The other networks are slowly picking up 3G as a good service. Personally I wouldn’t buy a phone now (baring iPhone of course) without 3G included.
I heard rumblings of Vodafone getting the contact over here, as they have good coverage, and are present in Europe as well. Apple, if you’re reading, DON’T! Please don’t. Go with T-Mobile. And here’s why.
The iPhone includes Wi-fi and is the main source of use for web browsing and Google Maps, and the other features that will use it. T-Mobile has a huge Wifi presence in the UK. They’re Hotspots are in almost every Starbucks, many hotels, public places, service stations, all over the place. All you have to do is put out a special package, which includes unlimited Wifi or cell-based wireless data service (like EDGE). I’m there. If I can walk into Starbucks for lunch, get out my iPhone and check my emails, view some web pages, for free, at high speeds, I’m sold. No other network can provide this service.
So what features are missing from the so far annouced iPhone?
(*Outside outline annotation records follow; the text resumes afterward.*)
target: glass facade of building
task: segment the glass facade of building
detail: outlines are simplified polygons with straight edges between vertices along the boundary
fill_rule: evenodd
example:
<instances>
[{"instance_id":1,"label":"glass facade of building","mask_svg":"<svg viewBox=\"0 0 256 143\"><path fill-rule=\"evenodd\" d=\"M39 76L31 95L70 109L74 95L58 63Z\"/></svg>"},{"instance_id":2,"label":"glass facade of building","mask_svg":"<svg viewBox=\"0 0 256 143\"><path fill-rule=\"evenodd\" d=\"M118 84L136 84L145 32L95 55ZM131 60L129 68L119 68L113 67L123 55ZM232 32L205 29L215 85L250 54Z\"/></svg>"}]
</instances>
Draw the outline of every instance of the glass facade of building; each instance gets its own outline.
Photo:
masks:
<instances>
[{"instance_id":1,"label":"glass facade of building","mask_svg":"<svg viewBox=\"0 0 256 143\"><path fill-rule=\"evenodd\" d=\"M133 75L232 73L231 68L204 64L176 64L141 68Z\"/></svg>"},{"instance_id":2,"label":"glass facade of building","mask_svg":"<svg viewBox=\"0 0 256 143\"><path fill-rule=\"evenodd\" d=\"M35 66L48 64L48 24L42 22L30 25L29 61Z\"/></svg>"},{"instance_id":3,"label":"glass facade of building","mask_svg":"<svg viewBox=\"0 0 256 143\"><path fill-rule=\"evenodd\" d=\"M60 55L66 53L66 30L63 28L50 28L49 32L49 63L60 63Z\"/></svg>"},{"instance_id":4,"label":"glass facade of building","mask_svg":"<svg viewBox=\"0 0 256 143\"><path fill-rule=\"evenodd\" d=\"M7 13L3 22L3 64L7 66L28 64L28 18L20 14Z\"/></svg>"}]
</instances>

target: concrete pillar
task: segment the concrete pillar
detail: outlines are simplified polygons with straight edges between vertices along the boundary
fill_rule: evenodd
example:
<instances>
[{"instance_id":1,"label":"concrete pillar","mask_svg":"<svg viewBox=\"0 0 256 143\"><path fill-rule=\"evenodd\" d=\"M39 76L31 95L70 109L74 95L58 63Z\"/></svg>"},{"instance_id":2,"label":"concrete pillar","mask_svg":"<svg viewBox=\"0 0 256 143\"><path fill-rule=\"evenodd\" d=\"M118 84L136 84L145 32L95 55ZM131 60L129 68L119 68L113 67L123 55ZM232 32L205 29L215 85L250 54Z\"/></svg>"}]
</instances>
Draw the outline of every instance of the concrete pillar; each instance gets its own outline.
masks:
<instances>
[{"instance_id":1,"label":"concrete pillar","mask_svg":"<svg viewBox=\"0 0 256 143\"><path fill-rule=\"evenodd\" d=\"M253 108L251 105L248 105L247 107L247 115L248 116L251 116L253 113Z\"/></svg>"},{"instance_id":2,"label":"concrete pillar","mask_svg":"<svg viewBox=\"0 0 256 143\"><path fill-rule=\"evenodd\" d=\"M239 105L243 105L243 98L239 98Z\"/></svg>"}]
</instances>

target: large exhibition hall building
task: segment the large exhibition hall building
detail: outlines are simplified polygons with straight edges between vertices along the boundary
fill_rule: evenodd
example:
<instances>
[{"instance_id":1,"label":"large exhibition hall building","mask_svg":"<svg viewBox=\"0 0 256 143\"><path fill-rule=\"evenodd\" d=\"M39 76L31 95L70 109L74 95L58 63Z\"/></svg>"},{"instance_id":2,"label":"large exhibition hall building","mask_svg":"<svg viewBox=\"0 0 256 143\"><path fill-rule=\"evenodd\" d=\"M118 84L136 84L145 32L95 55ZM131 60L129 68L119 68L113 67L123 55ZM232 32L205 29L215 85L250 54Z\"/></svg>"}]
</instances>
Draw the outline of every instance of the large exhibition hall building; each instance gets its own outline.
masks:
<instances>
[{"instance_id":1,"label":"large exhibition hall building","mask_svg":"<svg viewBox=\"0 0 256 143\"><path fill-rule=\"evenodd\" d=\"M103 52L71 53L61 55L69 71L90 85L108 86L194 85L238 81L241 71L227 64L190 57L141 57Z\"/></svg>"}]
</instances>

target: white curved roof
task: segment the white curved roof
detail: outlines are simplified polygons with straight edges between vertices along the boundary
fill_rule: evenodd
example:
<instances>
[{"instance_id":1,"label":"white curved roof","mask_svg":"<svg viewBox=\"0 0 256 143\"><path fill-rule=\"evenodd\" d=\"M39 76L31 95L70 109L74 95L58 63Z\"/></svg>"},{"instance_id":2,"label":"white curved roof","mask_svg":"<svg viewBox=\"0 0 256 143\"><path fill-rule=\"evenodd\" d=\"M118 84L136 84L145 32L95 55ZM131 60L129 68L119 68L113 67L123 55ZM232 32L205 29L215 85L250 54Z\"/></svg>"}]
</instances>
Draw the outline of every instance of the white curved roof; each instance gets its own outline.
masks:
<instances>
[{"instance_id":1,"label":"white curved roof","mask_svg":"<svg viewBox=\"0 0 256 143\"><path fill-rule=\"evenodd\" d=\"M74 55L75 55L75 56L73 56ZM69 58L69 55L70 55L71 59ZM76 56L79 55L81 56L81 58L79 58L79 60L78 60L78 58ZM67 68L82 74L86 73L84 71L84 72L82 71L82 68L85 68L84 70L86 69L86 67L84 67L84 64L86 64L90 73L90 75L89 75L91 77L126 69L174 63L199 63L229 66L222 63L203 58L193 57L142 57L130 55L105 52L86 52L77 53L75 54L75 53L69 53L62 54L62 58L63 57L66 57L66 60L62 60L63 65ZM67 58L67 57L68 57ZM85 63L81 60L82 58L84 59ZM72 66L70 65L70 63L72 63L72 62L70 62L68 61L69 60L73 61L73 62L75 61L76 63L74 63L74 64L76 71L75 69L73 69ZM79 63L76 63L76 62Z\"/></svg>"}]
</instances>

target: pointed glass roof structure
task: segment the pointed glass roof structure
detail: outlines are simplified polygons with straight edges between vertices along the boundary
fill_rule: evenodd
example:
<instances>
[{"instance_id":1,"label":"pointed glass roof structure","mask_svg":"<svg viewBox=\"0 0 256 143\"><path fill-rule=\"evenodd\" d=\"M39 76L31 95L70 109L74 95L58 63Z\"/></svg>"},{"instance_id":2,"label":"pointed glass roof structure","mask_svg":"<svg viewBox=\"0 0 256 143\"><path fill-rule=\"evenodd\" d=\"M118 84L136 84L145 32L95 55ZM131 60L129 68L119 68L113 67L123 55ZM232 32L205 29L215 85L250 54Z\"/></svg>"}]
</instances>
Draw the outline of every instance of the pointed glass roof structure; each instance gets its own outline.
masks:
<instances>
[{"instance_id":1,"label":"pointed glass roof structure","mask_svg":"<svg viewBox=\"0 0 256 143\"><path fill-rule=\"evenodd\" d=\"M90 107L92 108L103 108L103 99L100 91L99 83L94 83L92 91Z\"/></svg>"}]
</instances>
1. GPS. You’ve got maps, Google Maps application can chart directions. It would be a great addition (although possible putting TomTom and others up as rivals)
2. Front Camera. Thinking Wifi, thinking Skype, thinking video chat, or even just video calling. It should still be there.
3. Java support – I ned my java apps. Gmail mainly. And some games.. for fun
4. Bluetooth Modem – No Wifi? Use your phones data plan to get online at a slower speed.
Some final things to ponder
1. Removable Battery – Why? If its the same type as the iPod, I don’t need to change it. If I can take it to an Apple Store and replace it when its overused, for a small fee, I will.
2. Sim card – If there is no removable battery, where does a Sim card go? UK phones depend on these.
3. Bluetooth – Can I sync via bluetooth? I may not want to sync my music, but what about my contacts, calendar and mail?
4. Notes – Can I scribble notes with my finger? In stead of typing? Or draw a pretty picture? Perhaps even send that by bluetooth.
5. Output – I can listen to my songs, use the bluetooth headset (will it be an extra) but can I hook up my iPod AV cable and play movies and show photos back on my TV?
6. SMS – I really like the idea of showing threaded SMS messages. Lovely. But can I turn that off? In case I just wanna view them like a normal inbox? I hope so, I’d like the option.
7. Keypad – Can I switch between a QWERTY (why was that so hard to type?) keyboard and a normal phone one? Again, nice for the option.
Well thats all I can think about for now. I’d like to hear your thoughts.